If it's a JC Higgins, then it's not a prewar.  The only year, from what I can see, that has that front fender was 1949.  I hope this helps


----------



## laid55 (Oct 14, 2015)

Robertriley said:


> If it's a JC Higgins, then it's not a prewar



 Has a Higgins badge. thought the rear dropouts looked prewar style.


----------



## laid55 (Oct 14, 2015)

laid55 said:


> Has a Higgins badge. thought the rear dropouts looked prewar style.View attachment 243285


----------



## 2jakes (Oct 14, 2015)

laid55 said:


> need help to I D this prewar JC HigginsView attachment 243284View attachment 243283




If you haven’t, click on the following :

Vintage Bicycle Genealogy and Archive


When the window opens, you  several options to determine the genealogy, make and model.


----------



## mrg (Oct 14, 2015)

Had a couple early postwar JCH with rear facing dropouts, one Monark & one Murry built, took most builders a few yrs. to change (except Schwinn), heck CWC didn't change till the mid 50's


----------



## Robertriley (Oct 14, 2015)

The catalog photo I added was from the Spring/Summer ad of 1949


----------



## mrg (Oct 15, 2015)

49 had forward facing dropouts. I have also had a 47 columbia built JCH with early style dropouts.


----------



## Robertriley (Oct 15, 2015)

I saw that Mark.  1949 looks like the only year with that front fender.  It could be an early one that used the 48 style frame?


----------



## rustjunkie (Oct 15, 2015)

This looks to be a Westfield bike...without drop-outs 
You might compare the serial # here:

http://www.vintagecolumbiabikes.com/id79.html


----------



## cds2323 (Oct 16, 2015)

That is a Westfield bike from the late forties and sold through Sears as JC Higgins.
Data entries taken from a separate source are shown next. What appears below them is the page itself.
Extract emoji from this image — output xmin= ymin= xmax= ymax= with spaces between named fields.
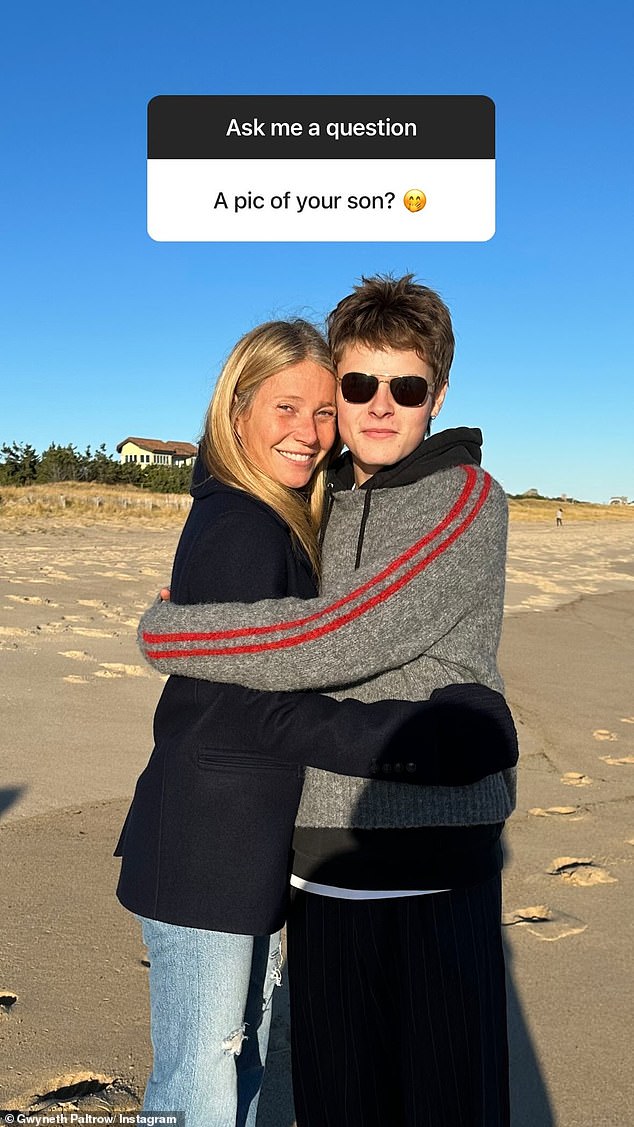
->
xmin=403 ymin=188 xmax=427 ymax=215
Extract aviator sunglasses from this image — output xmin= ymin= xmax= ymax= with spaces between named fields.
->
xmin=339 ymin=372 xmax=429 ymax=407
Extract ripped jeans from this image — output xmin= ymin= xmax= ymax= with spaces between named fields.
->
xmin=139 ymin=916 xmax=282 ymax=1127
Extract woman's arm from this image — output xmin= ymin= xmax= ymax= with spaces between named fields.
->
xmin=140 ymin=473 xmax=507 ymax=690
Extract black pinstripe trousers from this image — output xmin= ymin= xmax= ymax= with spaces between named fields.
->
xmin=288 ymin=877 xmax=510 ymax=1127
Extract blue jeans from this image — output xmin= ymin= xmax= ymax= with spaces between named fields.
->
xmin=139 ymin=916 xmax=282 ymax=1127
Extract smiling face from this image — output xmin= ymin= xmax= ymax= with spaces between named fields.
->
xmin=235 ymin=360 xmax=337 ymax=489
xmin=337 ymin=345 xmax=447 ymax=486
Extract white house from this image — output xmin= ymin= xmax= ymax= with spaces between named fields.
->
xmin=117 ymin=438 xmax=198 ymax=465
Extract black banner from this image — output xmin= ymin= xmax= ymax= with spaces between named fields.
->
xmin=148 ymin=95 xmax=495 ymax=160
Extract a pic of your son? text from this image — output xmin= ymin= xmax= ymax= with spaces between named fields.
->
xmin=148 ymin=95 xmax=495 ymax=242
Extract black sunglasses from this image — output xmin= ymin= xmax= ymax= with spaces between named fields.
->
xmin=339 ymin=372 xmax=429 ymax=407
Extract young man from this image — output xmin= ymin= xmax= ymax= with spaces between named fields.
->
xmin=143 ymin=276 xmax=515 ymax=1127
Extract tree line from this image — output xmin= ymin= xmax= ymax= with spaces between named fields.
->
xmin=0 ymin=442 xmax=191 ymax=492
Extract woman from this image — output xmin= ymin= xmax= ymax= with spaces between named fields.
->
xmin=117 ymin=321 xmax=495 ymax=1127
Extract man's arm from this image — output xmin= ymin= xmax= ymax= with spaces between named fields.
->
xmin=238 ymin=684 xmax=518 ymax=787
xmin=154 ymin=498 xmax=517 ymax=786
xmin=140 ymin=471 xmax=507 ymax=690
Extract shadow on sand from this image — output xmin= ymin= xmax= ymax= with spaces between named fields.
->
xmin=0 ymin=787 xmax=26 ymax=818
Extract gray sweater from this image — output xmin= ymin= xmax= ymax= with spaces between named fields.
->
xmin=140 ymin=455 xmax=515 ymax=828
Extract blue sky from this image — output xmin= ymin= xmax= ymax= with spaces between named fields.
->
xmin=0 ymin=0 xmax=634 ymax=500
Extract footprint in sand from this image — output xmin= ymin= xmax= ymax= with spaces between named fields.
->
xmin=70 ymin=627 xmax=117 ymax=638
xmin=546 ymin=857 xmax=617 ymax=888
xmin=95 ymin=571 xmax=137 ymax=583
xmin=502 ymin=904 xmax=588 ymax=943
xmin=528 ymin=806 xmax=583 ymax=822
xmin=560 ymin=771 xmax=592 ymax=787
xmin=95 ymin=662 xmax=154 ymax=680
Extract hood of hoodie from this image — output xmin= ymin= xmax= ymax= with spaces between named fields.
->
xmin=330 ymin=426 xmax=482 ymax=492
xmin=320 ymin=426 xmax=482 ymax=568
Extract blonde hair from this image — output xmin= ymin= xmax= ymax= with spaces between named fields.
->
xmin=200 ymin=319 xmax=340 ymax=576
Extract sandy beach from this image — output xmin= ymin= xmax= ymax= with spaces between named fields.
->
xmin=0 ymin=515 xmax=634 ymax=1127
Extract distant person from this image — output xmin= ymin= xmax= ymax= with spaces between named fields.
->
xmin=117 ymin=321 xmax=515 ymax=1127
xmin=142 ymin=275 xmax=517 ymax=1127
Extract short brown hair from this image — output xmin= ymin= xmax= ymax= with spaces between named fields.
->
xmin=328 ymin=274 xmax=454 ymax=391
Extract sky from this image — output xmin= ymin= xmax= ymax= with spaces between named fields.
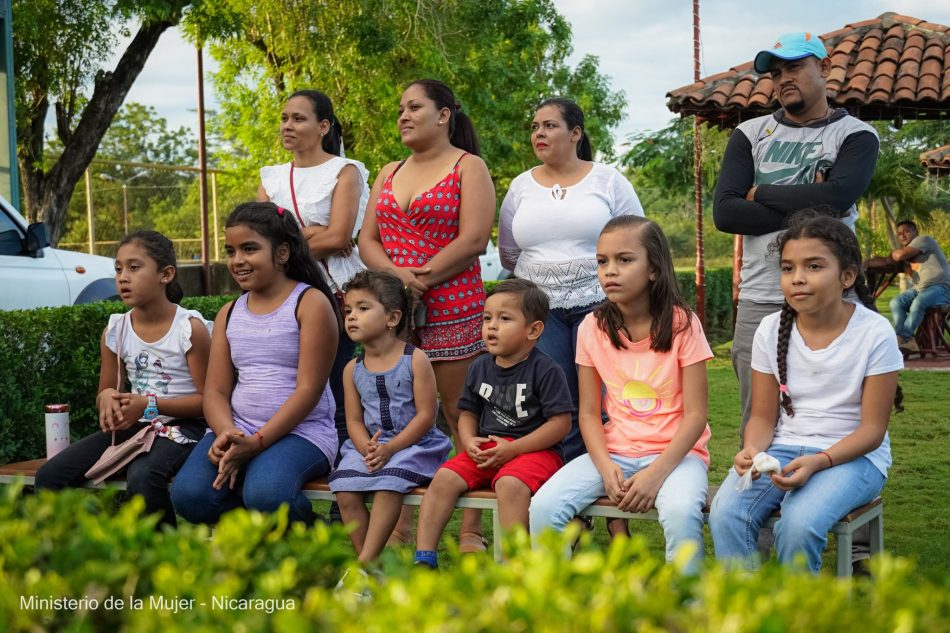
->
xmin=115 ymin=0 xmax=950 ymax=153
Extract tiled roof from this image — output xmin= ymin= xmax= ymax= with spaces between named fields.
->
xmin=666 ymin=13 xmax=950 ymax=127
xmin=920 ymin=145 xmax=950 ymax=175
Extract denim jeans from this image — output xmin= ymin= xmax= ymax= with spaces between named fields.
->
xmin=529 ymin=453 xmax=709 ymax=573
xmin=890 ymin=284 xmax=950 ymax=339
xmin=537 ymin=303 xmax=599 ymax=463
xmin=35 ymin=420 xmax=207 ymax=525
xmin=709 ymin=445 xmax=885 ymax=573
xmin=172 ymin=433 xmax=330 ymax=525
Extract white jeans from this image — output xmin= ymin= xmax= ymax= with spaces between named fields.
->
xmin=530 ymin=453 xmax=709 ymax=573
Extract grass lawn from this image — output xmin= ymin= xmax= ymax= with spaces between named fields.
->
xmin=332 ymin=356 xmax=950 ymax=586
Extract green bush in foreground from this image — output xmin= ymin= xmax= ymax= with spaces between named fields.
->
xmin=0 ymin=486 xmax=950 ymax=633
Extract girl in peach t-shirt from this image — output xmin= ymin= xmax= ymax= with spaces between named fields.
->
xmin=530 ymin=216 xmax=712 ymax=573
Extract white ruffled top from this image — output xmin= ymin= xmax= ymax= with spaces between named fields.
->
xmin=261 ymin=156 xmax=369 ymax=290
xmin=106 ymin=306 xmax=214 ymax=423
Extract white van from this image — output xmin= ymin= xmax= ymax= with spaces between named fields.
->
xmin=0 ymin=197 xmax=119 ymax=310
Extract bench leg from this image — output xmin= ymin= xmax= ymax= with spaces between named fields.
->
xmin=491 ymin=506 xmax=501 ymax=563
xmin=835 ymin=526 xmax=853 ymax=578
xmin=868 ymin=512 xmax=884 ymax=556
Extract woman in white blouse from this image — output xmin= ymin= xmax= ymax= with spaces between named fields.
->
xmin=498 ymin=98 xmax=643 ymax=463
xmin=257 ymin=90 xmax=369 ymax=462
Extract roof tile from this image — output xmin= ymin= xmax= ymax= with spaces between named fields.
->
xmin=920 ymin=145 xmax=950 ymax=174
xmin=667 ymin=13 xmax=950 ymax=127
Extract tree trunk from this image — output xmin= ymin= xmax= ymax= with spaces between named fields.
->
xmin=19 ymin=13 xmax=181 ymax=244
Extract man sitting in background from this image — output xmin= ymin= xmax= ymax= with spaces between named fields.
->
xmin=890 ymin=220 xmax=950 ymax=353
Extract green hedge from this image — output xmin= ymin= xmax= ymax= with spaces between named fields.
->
xmin=0 ymin=486 xmax=950 ymax=633
xmin=0 ymin=268 xmax=732 ymax=463
xmin=0 ymin=297 xmax=232 ymax=463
That frame style appeared in 1948. The models with the built in kick stand had forward facing rear dropouts. The lesser model with the bolt on kickstand had rear facing drop outs without a tensioning screw. These dropouts are different than those used on 47 models, as is the frame. That style drop out was used in 1948-50. The serial number will date the bike, using the link rustjunkie provided.


----------



## laid55 (Oct 17, 2015)

cds2323 said:


> That is a Westfield bike from the late forties and sold through Sears as JC Higgins. That frame style appeared in 1948. The models with the built in kick stand had forward facing rear dropouts. The lesser model with the bolt on kickstand had rear facing drop outs without a tensioning screw. These dropouts are different than those used on 47 models, as is the frame. That style drop out was used in 1948-50. The serial number will date the bike, using the link rustjunkie provided.




I think You nailed it! Thanks!!


----------